CHATTANOOGA, Tenn – Blood Assurance is urging all eligible donors to make an appointment to give blood this week to help patients in Chattanooga hospitals.

Blood donation numbers have drastically dropped during the pandemic, and with hospital usage increasing, the blood supply is at critically low levels. Blood banks across the country are experiencing shortages and are counting on their communities to give.

Blood Assurance is the sole supplier to the Chattanooga area and provides all blood products used at local hospitals.

“The need for blood never stops and it takes several hundred donors every day to maintain a safe and adequate blood supply for our area hospitals,” said Dr. Elizabeth Culler, medical director at Blood Assurance. “Blood donors are essential to our hospital infrastructure just like masks, gloves and medical equipment. Without blood on the shelf, patients cannot be cared for.”

During this pandemic, donating blood is completely safe and essential. Blood Assurance is asking everyone who can donate blood to please do so during this time of critical need. Donors will be tested for COVID-19 antibodies when they donate now through October 5. After October 5, Blood Assurance will pause testing and prepare to bring it in house at a future date.

Blood Assurance is continuing to take extra precautions at this time to ensure the safety of donors and staff. Staff and donors are required to wear masks and staff are frequently disinfecting all items and surfaces used by donors. They are also accepting donors by appointment only and these appointments are being spaced apart to ensure adequate distance.

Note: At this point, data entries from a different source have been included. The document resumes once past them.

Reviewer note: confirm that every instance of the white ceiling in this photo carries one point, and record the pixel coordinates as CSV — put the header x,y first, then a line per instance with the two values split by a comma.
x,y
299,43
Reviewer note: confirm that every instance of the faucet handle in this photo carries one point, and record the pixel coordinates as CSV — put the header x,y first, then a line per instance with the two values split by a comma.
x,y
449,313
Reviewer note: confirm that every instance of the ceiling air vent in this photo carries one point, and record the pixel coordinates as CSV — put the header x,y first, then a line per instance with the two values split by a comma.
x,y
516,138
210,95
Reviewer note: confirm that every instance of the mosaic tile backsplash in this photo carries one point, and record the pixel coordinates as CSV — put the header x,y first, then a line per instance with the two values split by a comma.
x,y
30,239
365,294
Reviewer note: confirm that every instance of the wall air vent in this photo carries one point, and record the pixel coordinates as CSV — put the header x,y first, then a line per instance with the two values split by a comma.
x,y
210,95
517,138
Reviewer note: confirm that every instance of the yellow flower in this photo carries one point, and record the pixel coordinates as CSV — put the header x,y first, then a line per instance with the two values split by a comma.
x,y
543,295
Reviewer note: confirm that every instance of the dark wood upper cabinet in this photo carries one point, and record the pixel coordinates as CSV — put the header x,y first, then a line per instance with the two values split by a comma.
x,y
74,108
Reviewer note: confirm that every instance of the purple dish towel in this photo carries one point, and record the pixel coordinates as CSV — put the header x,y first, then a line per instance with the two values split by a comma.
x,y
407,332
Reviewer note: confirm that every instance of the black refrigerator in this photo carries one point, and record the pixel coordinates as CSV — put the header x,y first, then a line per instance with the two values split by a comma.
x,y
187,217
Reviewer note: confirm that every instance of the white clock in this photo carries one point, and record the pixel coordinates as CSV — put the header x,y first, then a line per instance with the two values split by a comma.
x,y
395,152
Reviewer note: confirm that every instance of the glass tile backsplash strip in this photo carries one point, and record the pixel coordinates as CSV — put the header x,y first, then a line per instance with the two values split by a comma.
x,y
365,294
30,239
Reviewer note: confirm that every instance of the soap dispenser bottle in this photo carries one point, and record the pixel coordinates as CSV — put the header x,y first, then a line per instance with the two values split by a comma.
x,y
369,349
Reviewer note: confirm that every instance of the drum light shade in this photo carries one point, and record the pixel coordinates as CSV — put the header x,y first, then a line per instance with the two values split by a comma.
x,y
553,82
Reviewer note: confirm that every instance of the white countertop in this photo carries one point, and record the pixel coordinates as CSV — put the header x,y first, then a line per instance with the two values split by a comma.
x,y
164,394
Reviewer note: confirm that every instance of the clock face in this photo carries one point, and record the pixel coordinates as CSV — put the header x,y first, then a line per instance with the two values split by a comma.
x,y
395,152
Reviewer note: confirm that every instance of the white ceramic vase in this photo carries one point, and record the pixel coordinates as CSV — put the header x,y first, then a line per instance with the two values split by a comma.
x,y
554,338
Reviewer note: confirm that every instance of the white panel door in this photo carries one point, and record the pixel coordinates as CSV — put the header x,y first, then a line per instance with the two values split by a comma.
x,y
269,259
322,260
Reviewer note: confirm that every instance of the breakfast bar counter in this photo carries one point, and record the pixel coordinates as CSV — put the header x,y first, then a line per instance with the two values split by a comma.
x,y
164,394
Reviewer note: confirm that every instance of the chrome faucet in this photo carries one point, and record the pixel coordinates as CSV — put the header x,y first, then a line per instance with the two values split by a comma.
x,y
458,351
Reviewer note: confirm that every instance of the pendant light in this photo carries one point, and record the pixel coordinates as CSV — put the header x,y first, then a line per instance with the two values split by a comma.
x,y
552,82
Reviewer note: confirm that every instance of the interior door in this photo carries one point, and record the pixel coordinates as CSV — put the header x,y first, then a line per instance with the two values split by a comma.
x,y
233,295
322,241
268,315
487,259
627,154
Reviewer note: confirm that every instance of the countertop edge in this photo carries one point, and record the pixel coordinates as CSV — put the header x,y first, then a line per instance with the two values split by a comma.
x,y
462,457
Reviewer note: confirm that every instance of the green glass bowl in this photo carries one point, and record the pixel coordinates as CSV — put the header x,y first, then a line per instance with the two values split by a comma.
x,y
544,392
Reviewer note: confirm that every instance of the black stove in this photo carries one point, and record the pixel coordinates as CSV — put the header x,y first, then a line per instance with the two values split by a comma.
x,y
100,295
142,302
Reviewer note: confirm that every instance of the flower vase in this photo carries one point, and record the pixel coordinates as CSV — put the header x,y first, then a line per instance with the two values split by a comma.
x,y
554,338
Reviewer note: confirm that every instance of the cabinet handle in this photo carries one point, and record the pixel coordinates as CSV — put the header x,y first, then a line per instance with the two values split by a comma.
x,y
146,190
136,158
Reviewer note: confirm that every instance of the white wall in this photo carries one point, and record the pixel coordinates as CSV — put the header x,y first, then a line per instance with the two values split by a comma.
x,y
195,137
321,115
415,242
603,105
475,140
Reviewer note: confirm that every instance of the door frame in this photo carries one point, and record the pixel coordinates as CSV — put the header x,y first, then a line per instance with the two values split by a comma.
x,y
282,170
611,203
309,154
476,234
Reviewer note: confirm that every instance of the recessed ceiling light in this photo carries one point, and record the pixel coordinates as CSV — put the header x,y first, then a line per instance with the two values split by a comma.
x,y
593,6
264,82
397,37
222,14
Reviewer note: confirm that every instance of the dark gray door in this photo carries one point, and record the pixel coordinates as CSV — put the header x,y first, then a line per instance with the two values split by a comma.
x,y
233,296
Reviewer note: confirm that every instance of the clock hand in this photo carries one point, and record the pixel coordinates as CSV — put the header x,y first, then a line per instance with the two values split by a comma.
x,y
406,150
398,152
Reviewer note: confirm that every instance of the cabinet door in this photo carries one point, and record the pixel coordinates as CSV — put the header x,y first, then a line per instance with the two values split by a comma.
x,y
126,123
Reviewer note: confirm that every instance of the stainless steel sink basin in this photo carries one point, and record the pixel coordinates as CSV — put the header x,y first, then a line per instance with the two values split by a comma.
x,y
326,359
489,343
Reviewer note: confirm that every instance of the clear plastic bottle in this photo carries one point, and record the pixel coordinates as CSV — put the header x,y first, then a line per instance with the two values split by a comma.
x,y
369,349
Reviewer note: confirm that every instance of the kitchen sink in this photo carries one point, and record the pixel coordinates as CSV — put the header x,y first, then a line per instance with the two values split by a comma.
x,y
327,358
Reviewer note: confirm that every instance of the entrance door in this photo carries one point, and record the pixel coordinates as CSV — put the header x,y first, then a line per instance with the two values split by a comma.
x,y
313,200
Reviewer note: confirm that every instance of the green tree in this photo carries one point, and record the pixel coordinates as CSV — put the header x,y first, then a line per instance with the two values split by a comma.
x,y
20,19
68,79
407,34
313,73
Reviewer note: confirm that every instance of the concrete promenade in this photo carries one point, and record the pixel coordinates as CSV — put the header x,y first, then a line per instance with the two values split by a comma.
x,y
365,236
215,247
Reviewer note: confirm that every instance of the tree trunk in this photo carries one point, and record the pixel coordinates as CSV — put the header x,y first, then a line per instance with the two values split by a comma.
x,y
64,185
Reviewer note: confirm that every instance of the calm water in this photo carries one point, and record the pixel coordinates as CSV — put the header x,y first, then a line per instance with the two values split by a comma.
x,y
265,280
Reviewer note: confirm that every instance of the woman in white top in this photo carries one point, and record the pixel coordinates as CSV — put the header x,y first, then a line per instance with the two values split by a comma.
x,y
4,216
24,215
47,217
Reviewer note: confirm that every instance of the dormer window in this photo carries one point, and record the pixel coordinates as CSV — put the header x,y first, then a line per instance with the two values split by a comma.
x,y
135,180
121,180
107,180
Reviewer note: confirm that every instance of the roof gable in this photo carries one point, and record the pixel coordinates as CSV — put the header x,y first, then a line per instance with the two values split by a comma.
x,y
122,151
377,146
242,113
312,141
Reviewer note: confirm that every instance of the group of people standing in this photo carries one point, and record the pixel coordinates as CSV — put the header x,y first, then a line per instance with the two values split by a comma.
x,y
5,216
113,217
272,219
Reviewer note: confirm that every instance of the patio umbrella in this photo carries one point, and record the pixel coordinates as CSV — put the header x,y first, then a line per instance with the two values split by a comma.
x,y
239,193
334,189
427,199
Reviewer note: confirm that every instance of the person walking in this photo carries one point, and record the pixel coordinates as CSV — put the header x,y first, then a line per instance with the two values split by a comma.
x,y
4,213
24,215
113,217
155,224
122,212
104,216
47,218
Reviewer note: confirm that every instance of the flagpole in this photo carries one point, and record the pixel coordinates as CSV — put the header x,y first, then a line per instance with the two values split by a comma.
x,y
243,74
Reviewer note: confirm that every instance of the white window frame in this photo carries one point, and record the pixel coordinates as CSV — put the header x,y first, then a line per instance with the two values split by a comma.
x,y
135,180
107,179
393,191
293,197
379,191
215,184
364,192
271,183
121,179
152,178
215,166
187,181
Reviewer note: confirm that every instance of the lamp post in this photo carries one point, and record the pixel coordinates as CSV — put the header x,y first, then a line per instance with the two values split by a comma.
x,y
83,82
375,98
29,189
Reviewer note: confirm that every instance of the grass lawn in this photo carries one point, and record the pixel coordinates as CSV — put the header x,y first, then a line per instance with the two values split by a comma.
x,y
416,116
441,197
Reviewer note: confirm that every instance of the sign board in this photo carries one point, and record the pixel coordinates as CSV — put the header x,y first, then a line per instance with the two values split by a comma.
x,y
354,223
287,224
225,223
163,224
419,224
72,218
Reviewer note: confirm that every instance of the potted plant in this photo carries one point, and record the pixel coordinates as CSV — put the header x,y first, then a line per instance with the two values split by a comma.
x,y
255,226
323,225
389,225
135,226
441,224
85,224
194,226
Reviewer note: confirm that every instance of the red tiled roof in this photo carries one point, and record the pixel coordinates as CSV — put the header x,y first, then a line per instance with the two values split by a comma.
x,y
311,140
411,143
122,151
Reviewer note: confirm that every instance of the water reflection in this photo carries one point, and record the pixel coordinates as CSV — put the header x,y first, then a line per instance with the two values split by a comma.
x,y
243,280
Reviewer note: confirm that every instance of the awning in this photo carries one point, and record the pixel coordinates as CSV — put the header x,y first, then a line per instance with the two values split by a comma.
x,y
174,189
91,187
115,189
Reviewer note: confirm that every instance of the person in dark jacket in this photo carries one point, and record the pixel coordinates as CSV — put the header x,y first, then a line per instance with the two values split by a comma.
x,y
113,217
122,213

Blood donation is essential to the infrastructure of healthcare and the only way to ensure patients have the blood they need is for people to donate. Blood cannot be manufactured and all blood used in community hospitals is from volunteer donors.

To be eligible to donate blood, you must be at least 17 years old (16 years old with parental consent), weigh 110 pounds or more and be in good health. Donors are asked to drink plenty of fluids — avoiding caffeine — and eat a meal that is rich in iron prior to donating.